It appears that in Acrobat Reader up to and including 9.2 the existence of the ToUnicode data makes no difference. At some point after 9.2 the search mechanism, changed, and Acrobat appears to use two different mechanisms depending on whether a ToUnicode CMap is present. I don't have access to Acrobat Pro after 9.2 and only recently installed Reader X, I have nothing between.

The 'no Unicode' method works on all versions of Acrobat, the 'Unicode' method fails on newer versions. 

I showed this by white spacing the reference to the ToUnicode CMap from the FontDescriptor. If required I can make the various files available, but they are large as they are decompressed.

Since search is a heuristic effort in PDF it is not going to be possible to guarantee a result. The change in behaviour is due to Acrobat, not Ghostscript, and the change in Ghostscript was to fix a real bug, so a progression, not a regression.

I'm therefore closing this as 'WONTFIX'
Comment 3 pipitas 2011-05-26 09:21:04 UTC
In reply to question in Comment #1: 'Why was the topic moved from stackoverflow.com to superuser.com?'

Users with enough 'credits' can decide to move questions/topics they deem off-topic to one of the sister-websites (I believe they need to find some other people to vote for the move, and then it just happens). Sometimes off-topic questions stay where they are (because no-one bothers). On-topic on stackoverflow are questions related to programming...
Comment 4 pipitas 2011-05-26 09:26:29 UTC
In reply to Comment #2:

Thanks for the thorough explanation (and the meticulous investigation behind of the issue at hand), Ken. I appreciate that very much.

However, it will be hard to make users understand that.
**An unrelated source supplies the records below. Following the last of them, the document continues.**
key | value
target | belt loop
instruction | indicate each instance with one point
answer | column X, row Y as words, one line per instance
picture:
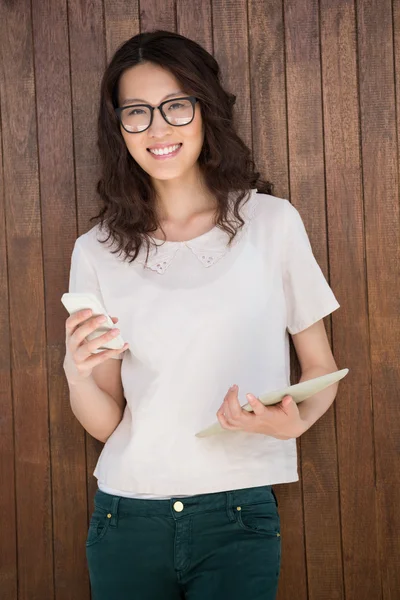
column 229, row 505
column 276, row 499
column 114, row 510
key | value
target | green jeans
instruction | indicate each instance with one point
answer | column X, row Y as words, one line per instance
column 218, row 546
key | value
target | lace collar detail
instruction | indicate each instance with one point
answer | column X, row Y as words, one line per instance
column 208, row 248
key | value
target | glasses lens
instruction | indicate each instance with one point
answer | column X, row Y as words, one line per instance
column 135, row 118
column 178, row 112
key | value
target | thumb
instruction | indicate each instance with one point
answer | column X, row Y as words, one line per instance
column 286, row 401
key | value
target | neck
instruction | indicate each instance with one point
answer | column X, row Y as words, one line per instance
column 181, row 198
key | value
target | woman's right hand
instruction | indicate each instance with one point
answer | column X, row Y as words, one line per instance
column 79, row 360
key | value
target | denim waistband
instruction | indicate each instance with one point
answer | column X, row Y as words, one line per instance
column 188, row 505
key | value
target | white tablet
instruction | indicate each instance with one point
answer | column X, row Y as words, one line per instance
column 298, row 391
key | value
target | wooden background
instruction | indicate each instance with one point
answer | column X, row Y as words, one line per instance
column 318, row 103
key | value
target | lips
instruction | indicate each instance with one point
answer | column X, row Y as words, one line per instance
column 165, row 156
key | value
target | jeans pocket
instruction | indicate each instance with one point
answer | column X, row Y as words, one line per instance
column 262, row 518
column 98, row 526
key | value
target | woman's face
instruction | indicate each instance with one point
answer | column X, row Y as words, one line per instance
column 148, row 83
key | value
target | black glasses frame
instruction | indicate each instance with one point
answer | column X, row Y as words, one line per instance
column 193, row 100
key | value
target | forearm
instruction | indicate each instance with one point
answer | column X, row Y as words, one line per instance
column 314, row 407
column 96, row 410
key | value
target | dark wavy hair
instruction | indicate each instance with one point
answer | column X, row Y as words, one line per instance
column 126, row 192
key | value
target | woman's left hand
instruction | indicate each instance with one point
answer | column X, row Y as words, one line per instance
column 281, row 420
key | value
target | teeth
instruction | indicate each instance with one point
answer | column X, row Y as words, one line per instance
column 168, row 150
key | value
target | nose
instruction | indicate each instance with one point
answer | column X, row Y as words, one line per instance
column 159, row 125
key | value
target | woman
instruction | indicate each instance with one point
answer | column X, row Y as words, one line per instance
column 207, row 278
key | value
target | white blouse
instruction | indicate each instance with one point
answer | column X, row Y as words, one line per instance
column 200, row 318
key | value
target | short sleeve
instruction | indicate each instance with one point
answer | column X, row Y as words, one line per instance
column 308, row 295
column 83, row 278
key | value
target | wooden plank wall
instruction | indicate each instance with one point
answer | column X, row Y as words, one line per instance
column 318, row 102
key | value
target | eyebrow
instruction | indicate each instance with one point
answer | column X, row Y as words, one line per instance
column 129, row 100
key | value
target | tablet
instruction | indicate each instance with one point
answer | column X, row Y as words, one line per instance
column 298, row 391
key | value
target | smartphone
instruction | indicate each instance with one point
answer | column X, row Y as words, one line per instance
column 76, row 301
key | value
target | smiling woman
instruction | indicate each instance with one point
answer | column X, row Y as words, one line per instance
column 208, row 305
column 159, row 91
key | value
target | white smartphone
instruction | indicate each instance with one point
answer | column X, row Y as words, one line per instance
column 75, row 301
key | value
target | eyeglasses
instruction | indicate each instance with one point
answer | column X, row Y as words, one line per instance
column 136, row 118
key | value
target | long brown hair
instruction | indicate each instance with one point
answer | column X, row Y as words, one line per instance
column 126, row 192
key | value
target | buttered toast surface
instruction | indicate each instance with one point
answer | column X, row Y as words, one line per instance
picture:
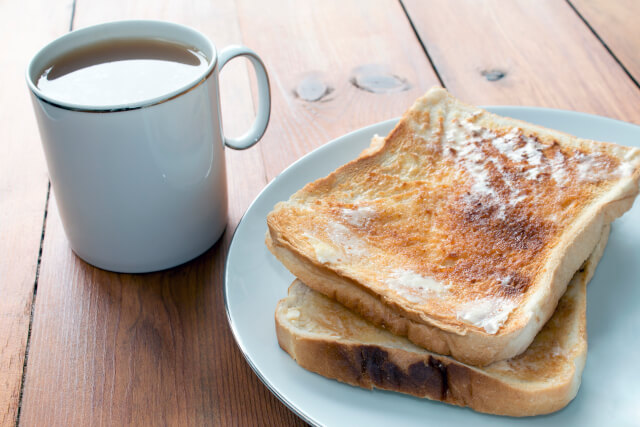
column 461, row 230
column 326, row 338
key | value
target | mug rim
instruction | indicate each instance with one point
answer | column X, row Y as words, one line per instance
column 123, row 29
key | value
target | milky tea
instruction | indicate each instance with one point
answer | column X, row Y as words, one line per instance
column 121, row 71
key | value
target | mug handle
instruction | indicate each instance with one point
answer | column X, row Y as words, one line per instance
column 259, row 126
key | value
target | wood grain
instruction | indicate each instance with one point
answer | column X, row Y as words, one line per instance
column 548, row 57
column 324, row 44
column 611, row 21
column 23, row 183
column 149, row 349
To those using a recent Acrobat or Reader version it will look like Ghostscript is at fault.
Comment 5 pipitas 2013-02-25 09:27:00 UTC
Update:
-------

I tested the original file again with the current version from Git ("GIT PRERELEASE 9.08 (2013-01-29)").

It now works (again) the same as GS-8.71 did.

Even after re-considering Ken's comment #2 (which, admittedly, I didn't grok fully), I still think there must have been a glitch within Ghostscript 9.02. After all, version GS-9.02 produced this PDF code:

    ( Deutsche)Tj
    0 Tc
    36.235 0 Td              %% extra Td ('move text current point' operator)
    (r)Tj
    2.16501 0 Td             %% Td ('move text current point' instead of Tm)
    3.569 Tw
    0.706 Tc
    ( Gymnastik-Schulleite)Tj

which copy'n'pasted this text:

    »Bun d Deutsche r GymnastikSchulleite r
        «

while GS-8.71 (and GS-9.08Git) produce this PDF code:

    ( Deutsche) Tj
    0 Tc
    (r) Tj
    1 0 0 1 143.236 265.140 Tm   %% Tm ('text matrix' operator)
    3.569 Tw
    0.706 Tc
    ( Gymnastik-Schulleite) Tj

which copy'n'pastes the respective text snippet as:

    »Bund Deutscher Gymnastik-Schulleiter«

The glitch was that throughout the *complete* text 99% of words had an extra blank inserted before their last character, and about 5% of word spacing blanks where removed.

Anyway, I'm glad that the problem currently is gone again, despite of the 'WONTFIX'   :-)